By jasonwoodhead23 - CNRL, CC BY 2.0, https://commons.wikimedia.org/w/index.php?curid=71410484
CALGARY — Canadian Natural Resources Ltd. is delaying plans to advance a major oilsands expansion north of Fort McMurray as it waits for governments to finalize rules on carbon pricing and methane emissions.
The Calgary-based company had planned to spend about $150 million this year on early engineering and design work for the proposed $8.25-billion expansion of its Jackpine mine. The spending has now been removed from its 2026 capital plans, cutting the company’s projected operating and capital expenditures by roughly $310 million.

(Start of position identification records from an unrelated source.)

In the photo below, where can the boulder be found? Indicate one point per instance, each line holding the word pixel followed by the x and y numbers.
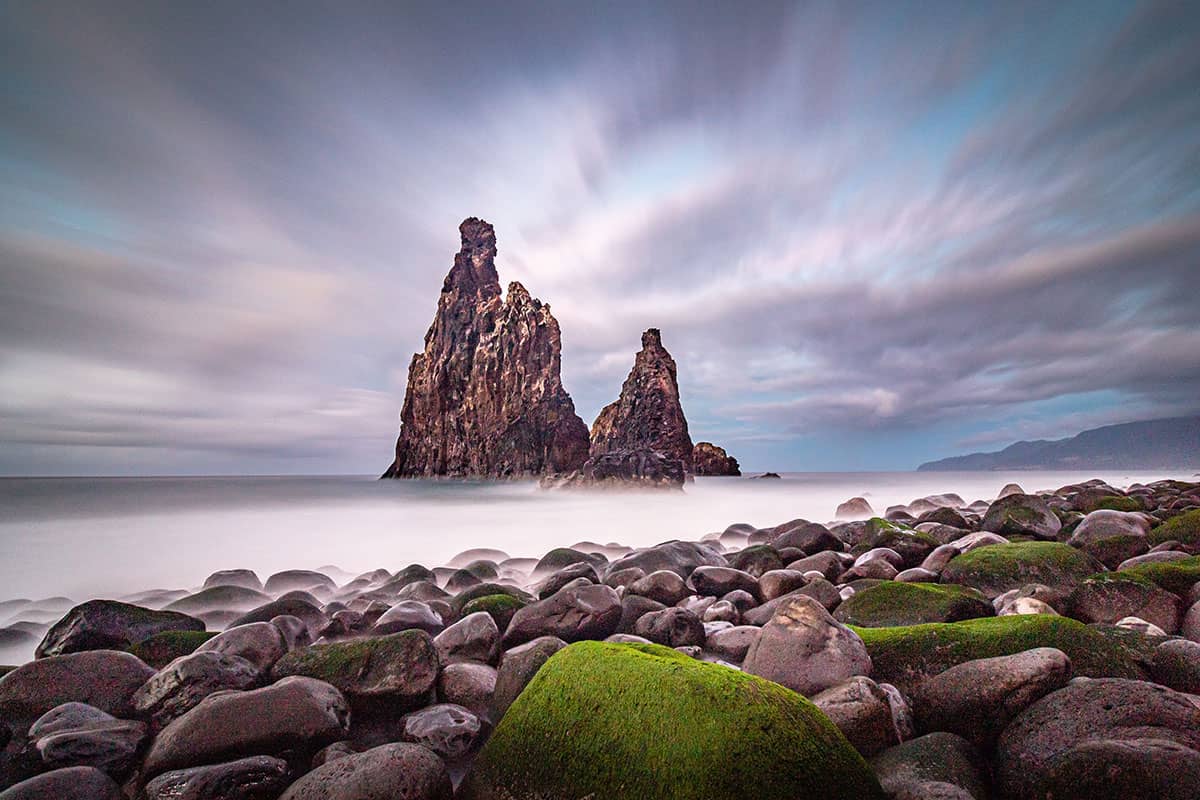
pixel 862 711
pixel 805 649
pixel 105 679
pixel 934 767
pixel 892 603
pixel 1025 515
pixel 475 637
pixel 181 685
pixel 69 783
pixel 297 716
pixel 909 656
pixel 485 398
pixel 711 459
pixel 449 731
pixel 589 612
pixel 732 735
pixel 258 777
pixel 395 771
pixel 1102 733
pixel 977 699
pixel 672 627
pixel 995 569
pixel 109 625
pixel 377 674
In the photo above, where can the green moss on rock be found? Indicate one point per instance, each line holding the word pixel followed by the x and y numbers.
pixel 1174 576
pixel 616 721
pixel 995 569
pixel 499 607
pixel 906 656
pixel 161 649
pixel 1183 528
pixel 891 603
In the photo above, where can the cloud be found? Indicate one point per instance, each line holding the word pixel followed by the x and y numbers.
pixel 222 232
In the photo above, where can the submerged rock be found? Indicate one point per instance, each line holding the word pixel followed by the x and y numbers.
pixel 485 398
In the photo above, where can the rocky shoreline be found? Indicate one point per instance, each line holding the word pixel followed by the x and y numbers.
pixel 1030 645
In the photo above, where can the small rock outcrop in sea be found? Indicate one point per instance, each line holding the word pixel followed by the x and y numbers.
pixel 641 439
pixel 485 398
pixel 711 459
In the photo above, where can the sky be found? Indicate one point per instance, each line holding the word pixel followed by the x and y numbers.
pixel 871 233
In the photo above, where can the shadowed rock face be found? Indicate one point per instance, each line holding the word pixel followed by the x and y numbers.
pixel 712 459
pixel 486 398
pixel 647 415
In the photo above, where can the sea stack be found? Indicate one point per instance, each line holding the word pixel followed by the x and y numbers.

The Jackpine project, part of the larger Albian Sands operation, could eventually add about 150,000 barrels per day of bitumen production. The mine currently has production capacity of about 328,000 barrels per day.
Canadian Natural says uncertainty surrounding federal and provincial negotiations on industrial carbon pricing and methane regulations has made it difficult to proceed with long-term investments.
Ottawa and Alberta signed a memorandum of understanding on energy development last year that aims to settle outstanding issues around industrial carbon pricing and methane rules by April 1.
The project was originally approved in 2013 when Shell Canada operated the mine. Canadian Natural gained full control of the Albian operation last year after acquiring most of Shell’s oilsands assets in 2017 and completing a later asset swap.
The delay comes as industry analysts note that even modest changes to emissions rules or carbon costs can significantly affect the economics of large oilsands mines, which typically operate for decades.
Canadian Natural reported strong financial results despite softer oil prices last year. The company posted an adjusted profit of about $7.4 billion in 2025 and generated $15.5 billion in adjusted funds flow, compared with $14.9 billion the previous year.